/
Ideas for Packing Replicated Writes in RAMCloud

Ideas for Packing Replicated Writes in RAMCloud

Goal: Utilize the CPU time while write requests are waiting for replication Rpcs to return to do useful work (ie, handling other requests).

Ideally, we would like to handle new requests only as long as replication requests have not yet finished, and then prioritize running existing requests to completion as soon as they become unblocked.

Idea 1: Polling

Each worker thread handling a write request will issue its replication Rpcs, and then constantly yield until the responses come in.

If we assume FIFO ordering on the ready queue, then each new write request would need to wait for every existing write request to poll and then yield at least once before it gets a chance to run.

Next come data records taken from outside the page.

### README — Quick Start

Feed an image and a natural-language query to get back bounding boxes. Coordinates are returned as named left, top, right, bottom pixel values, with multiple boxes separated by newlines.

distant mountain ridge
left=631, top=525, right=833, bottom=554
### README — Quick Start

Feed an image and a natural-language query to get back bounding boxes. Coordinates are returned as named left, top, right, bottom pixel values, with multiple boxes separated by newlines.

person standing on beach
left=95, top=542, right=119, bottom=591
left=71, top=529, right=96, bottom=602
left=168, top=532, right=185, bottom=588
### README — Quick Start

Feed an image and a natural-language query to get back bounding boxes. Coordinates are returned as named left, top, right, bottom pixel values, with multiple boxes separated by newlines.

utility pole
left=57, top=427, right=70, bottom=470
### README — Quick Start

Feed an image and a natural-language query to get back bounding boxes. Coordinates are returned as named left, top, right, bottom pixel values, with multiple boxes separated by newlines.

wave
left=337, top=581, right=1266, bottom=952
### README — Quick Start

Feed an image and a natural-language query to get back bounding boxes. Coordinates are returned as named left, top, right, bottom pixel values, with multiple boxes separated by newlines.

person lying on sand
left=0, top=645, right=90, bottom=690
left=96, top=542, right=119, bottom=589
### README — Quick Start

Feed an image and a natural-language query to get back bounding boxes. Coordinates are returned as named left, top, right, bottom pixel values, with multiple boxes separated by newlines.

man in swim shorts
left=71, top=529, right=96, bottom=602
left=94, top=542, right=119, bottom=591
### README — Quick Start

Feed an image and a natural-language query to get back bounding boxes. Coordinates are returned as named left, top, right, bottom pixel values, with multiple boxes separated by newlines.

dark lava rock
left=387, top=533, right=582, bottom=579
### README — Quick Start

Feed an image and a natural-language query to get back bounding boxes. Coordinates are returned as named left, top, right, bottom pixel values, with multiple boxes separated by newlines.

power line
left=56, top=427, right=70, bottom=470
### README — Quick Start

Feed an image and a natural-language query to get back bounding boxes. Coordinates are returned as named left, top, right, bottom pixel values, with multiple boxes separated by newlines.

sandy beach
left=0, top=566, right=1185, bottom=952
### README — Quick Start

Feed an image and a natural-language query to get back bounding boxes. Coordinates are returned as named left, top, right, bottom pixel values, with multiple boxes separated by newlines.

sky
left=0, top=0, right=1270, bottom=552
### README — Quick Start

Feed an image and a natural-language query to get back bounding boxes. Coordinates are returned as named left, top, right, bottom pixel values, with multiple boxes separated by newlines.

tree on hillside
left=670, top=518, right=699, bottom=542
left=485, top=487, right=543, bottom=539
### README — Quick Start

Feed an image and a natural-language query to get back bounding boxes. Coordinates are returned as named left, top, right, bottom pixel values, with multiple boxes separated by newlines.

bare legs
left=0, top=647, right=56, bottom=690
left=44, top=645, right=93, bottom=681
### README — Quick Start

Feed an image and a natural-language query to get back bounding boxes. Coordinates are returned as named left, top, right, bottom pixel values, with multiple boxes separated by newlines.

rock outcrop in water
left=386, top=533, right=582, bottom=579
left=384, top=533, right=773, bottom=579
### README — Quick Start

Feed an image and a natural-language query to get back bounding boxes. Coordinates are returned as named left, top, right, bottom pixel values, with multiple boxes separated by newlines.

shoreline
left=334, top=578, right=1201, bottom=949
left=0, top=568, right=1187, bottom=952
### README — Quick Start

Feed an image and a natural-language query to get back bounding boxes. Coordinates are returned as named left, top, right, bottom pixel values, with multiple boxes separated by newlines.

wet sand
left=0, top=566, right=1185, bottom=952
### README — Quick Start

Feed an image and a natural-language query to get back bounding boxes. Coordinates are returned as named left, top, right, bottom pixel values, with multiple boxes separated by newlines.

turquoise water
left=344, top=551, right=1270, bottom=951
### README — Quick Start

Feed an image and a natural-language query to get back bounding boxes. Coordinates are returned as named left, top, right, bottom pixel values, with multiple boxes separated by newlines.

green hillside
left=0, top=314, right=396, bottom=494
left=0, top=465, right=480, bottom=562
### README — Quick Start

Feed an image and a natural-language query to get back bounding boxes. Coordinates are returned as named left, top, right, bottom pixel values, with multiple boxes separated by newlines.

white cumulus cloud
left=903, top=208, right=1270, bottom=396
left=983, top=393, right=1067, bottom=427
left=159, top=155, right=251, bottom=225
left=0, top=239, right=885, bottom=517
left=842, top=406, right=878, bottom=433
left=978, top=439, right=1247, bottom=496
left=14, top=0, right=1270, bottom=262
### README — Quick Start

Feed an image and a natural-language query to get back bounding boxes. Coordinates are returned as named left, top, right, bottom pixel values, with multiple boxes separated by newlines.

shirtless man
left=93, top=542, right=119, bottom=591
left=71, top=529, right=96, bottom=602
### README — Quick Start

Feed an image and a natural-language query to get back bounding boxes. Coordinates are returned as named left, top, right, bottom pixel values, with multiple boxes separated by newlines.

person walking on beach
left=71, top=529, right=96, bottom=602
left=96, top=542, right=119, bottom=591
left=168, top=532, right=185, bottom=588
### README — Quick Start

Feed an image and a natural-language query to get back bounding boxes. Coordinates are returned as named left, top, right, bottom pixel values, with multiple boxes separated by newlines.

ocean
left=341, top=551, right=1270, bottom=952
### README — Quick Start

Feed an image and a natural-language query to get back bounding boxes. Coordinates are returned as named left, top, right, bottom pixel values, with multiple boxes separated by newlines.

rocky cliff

The badness of this depends on how many write requests we believe we can simultaneously service, since this is bottlenecked by the dispatch thread as well as the rate of replication.

Idea 2: Condition Variable Broadcast

Each worker thread will sleep on a common CV when waiting for a response to an Rpc, and when any response is received, there is a broadcast on that CV, and all worker threads wake up and check if it was for them. If it was not for them, they go back to waiting on the CV.

For every Rpc response received, every worker thread will waste work by waking up to check if the response was for them.

Idea 3: User-Controlled Thread Blocking and Unblocking

After each worker thread issues its replication Rpcs, it will invoke `getThreadId()` to get a handle to the current thread. It will then store the threadId into each of the n replication Rpcs.
Finally, it will call `block`, which will remove it the run queue and allow other threads to run.
When the dispatch thread receives a response to an Rpc, it will look up the threadId in the Rpc and call `wakeup` on the thread, which will put it back onto a run queue.

How is Idea 3 different from using a map to condition variables and then calling signal on the condition variables?

In the CV case, we have an extra layer of indirection, which could mean additional cache misses on data structure metadata. Also, CV's are centered around a state change, rather than oriented around waking up particular threads.